|Drapcho, Caye - LOUISIANA STATE UNIVERSIT|
|Gaston, Lewis - LOUISIANA STATE UNIVERSIT|
|Tapador, Soma - THE OHIO STATE UNIVERSITY|
Submitted to: Journal of Environmental Quality
Publication Type: Peer Reviewed Journal
Publication Acceptance Date: December 13, 2002
Publication Date: July 1, 2003
Citation: DRAPCHO, C.M., GASTON, L.A., TAPADOR, S., KOVAR, J.L. RUNOFF PHOSPHORUS RELATED TO SOIL PHOSPHORUS IN LOUISIANA COASTAL PLAIN SOILS AMENDED WITH POULTRY LITTER. JOURNAL OF ENVIRONMENTAL QUALITY. 2003. V. 32. P. 1422-1429. Interpretive Summary: Poultry production is the largest agricultural animal industry in Louisiana, so it is vital to the state's economy. Recent research has shown that application of poultry litter for many years has led to a build-up of soil phosphorus (P) in some areas of north Louisiana. This P can negatively impact water quality in nearby lakes and streams. Sound P management on these soils requires a better understanding of the relationship between the P in the soil and P in the water that runs off the land after it rains. In this field study, we tracked two-year changes in various measures of soil P at four established pasture sites with histories of poultry litter application ranging from one year to more than 20 years. We also used rainfall simulation equipment to produce runoff that we subsequently analyzed for P. Phosphorus and organic matter in the soils increased with increasing years of litter application. When poultry litter was applied for more than 12 years, an increase in soil P could be detected below the topsoil layer. Very little sediment was found in the runoff water, so that nearly all of the P was in dissolved form, which more easily travels in streams and rivers. Among the various measures of soil P, resin-exchangeable P and desorbable P were the best indicators of runoff P. The superior predictive ability of these methods warrants further study and refinement, since the procedures would be difficult for a soil testing lab to routinely run. Given the current emphasis on development of a State P Index and criteria for Total Maximum Daily Loads (TMDLs), this information will assist producers in managing, utilizing, or marketing the nutrients in poultry litter.
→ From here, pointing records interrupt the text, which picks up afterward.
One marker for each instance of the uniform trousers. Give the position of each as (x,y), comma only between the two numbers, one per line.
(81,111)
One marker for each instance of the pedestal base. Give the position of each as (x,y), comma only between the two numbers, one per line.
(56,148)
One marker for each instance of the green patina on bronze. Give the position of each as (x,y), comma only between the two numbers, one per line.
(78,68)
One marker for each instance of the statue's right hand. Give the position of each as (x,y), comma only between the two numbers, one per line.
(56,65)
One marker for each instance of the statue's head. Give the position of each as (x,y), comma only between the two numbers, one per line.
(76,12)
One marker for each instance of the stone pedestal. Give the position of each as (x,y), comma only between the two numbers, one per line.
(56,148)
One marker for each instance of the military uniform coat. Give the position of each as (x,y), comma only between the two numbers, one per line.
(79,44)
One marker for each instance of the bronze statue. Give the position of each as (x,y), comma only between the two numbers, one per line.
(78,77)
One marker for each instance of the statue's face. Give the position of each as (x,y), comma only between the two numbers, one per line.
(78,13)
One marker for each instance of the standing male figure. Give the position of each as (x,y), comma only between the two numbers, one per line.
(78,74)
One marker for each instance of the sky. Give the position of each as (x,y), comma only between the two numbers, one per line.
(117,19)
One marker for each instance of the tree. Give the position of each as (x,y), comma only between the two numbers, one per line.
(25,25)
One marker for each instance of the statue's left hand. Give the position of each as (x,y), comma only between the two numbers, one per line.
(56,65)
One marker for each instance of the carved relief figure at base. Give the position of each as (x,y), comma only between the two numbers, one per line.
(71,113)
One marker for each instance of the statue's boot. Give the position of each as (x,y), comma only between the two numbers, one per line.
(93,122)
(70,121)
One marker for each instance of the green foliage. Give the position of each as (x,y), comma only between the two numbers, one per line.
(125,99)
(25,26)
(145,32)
Technical Abstract: Long-term application of poultry litter has led to a build-up of phosphorus (P) in the surface layer (0-15 cm) of certain Coastal Plain soils in north Louisiana. Sound P management on these soils requires a better understanding of the relationship between surface soil P and runoff P for the soils and environment in the region. In this field study, we tracked two-year changes in total P, total inorganic P, available P (Bray 1 P, Bray 2 P, Mehlich 3 P), and resin-exchangeable P on four established pasture sites with histories of poultry litter application ranging from one year to more than 20 years. Three replicated plots at each site were subjected to a series of three simulated rainfalls, and concentrations of dissolved and total P in runoff related to the measures of soil P. Runoff P was also related to P desorbed from surface soil samples in a miscible displacement experiment. Soil P and organic matter content increased with increasing years of litter application. The increase was most evident in the 0-5 cm layer; however, movement into the subsoil (5-15 cm) occurred after 12 years of litter application. Among the various measures of soil P, only resin- exchangeable P and desorbable P consistently decreased during the two- year course of this study. An average of 96% of the P in the runoff was in dissolved form, rather than particulate form. Resin-exchangeable P and desorbable P were the best indicators of runoff P, accounting for 54% and 70%, respectively, of the variability in the data. Given the current emphasis on development of state P Indices and Total Maximum Daily Loads (TMDLs), this information will assist producers in managing, utilizing, and marketing the nutrients in poultry litter.